Understanding Passive Intermodulation

Understanding Passive Intermodulation

The following article serves to build an understanding about the antenna parameter known as Passive Intermodulation (PIM). PIM has recently become a critical parameter in component design due to new technologies in wireless communications allowing the use of higher transmit powers, wider bandwidths, and multiband/combination antennas. PIM lowers capacity and data rate by limiting receive sensitivity, and as wireless usage grows pressure is on operators to squeeze the most out of their spectrum.

Passive intermodulation (PIM) is a form of intermodulation distortion that occurs in passive components such as antennas, cables, connectors, or duplexers with two or more high-power input signals. This distortion is typically cased by the interaction between mechanical components, especially where two different metals are in close proximity. Junctions of dissimilar metals are a prime cause, but also caused by corrosion, loose connections, dirt, or the presence of nearby metal objects like cable ties, guy wires, brackets, and so on.

Definition of Passive Intermodulation

Passive intermodulation is the low level signal created as the result of multiple high power transmit signals in an antenna. This relatively low power signal is generated at a new distinct frequency and has the potential to inject interference in the receive band thereby degrading the uplink reception.

An intermodulation product is defined as any unwanted frequency resulting from intermodulation between carriers or harmonics of emission.

Specification Definition

When disclosing passive intermodulation on test reports and datasheets, Halberd Bastion follow the BASTA reporting recommendations. BASTA define the reporting of PIM per the following specification:

  • An absolute parameter.
  • Specified as a maximum in-band value in dBc (decible carrier: power relative to known power of carrier c).
  • 3rd order passive intermodulation products measured using 2 x 20W (2 x 43 dBm) carriers (F1 and F2).
  • 3rd order products are defined at frequencies of (F1 +/- 2*F2) and (F2 +/- 2*F1) falling within the receive band when transmit frequencies F1 and F2 are used as the input carriers.
  • Specification shall reference the full frequency range, full electrical downtilt range, and associated ports of the antenna unless specifically detailed otherwise (example: 1710-2180 MHz; 0°-10°; +45 and -45 ports).
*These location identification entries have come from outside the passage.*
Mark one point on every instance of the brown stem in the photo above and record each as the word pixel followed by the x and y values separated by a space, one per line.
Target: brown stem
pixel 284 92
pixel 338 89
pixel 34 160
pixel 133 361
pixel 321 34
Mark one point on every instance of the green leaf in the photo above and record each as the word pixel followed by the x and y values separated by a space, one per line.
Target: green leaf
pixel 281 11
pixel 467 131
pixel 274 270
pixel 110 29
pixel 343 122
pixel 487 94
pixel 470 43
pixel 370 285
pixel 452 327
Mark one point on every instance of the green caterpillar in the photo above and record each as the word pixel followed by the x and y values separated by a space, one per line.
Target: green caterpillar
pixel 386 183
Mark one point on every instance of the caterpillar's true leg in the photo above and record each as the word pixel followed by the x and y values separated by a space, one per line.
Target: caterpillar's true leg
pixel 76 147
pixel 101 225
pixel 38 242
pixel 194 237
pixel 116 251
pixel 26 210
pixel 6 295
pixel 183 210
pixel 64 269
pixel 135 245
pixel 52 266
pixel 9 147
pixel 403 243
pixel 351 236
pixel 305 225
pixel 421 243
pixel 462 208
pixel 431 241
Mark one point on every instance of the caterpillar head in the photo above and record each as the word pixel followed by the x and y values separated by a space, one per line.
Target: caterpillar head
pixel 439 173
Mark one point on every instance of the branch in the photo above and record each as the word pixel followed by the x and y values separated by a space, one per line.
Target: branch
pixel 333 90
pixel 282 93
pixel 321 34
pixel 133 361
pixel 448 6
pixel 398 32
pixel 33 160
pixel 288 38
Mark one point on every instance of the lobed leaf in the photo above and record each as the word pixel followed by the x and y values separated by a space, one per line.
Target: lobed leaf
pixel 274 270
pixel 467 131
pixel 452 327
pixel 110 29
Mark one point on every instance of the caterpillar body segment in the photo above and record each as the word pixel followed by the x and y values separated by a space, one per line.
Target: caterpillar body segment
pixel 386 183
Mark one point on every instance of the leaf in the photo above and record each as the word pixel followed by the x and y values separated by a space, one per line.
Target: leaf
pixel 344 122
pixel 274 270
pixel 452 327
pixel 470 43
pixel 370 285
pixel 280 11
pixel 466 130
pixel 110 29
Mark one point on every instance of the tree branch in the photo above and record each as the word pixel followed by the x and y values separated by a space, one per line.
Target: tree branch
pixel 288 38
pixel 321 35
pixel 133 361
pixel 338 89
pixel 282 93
Testing & Reporting Passive Intermodulation

PIM testing is conducted by all reputable manufacturers using specialised PIM testing equipment such as Kaelus PIM Analyser. Field PIM testing will not be discussed in this article. There are two types of PIM testing, Reflective/Reverse PIM Testing, and Forward PIM Testing. 

Reflective/Reverse PIM Testing

Reverse, or reflective, PIM testing is the most commonly used type of PIM test. This test sends two signals to an antenna and uses the same test port to capture and measure any intermodulation products. While simpler, a key downside to this type of testing is that results are affected by the antenna cable length which can invalidate test results if performed at fixed frequencies.

Forward PIM Testing

Forward PIM testing with antennas involves measuring the signal transmitted through the antenna system under test. This requires an external receive antenna installed in an anechoic chamber, and spectrum analyzer.

kaelus front end passive intermodulation pim testing screen


  1. NGMN, "Recommendations on Base Station Antenna Standards", NGMN Alliance, N-P-BASTA v9.6, Jan. 2013.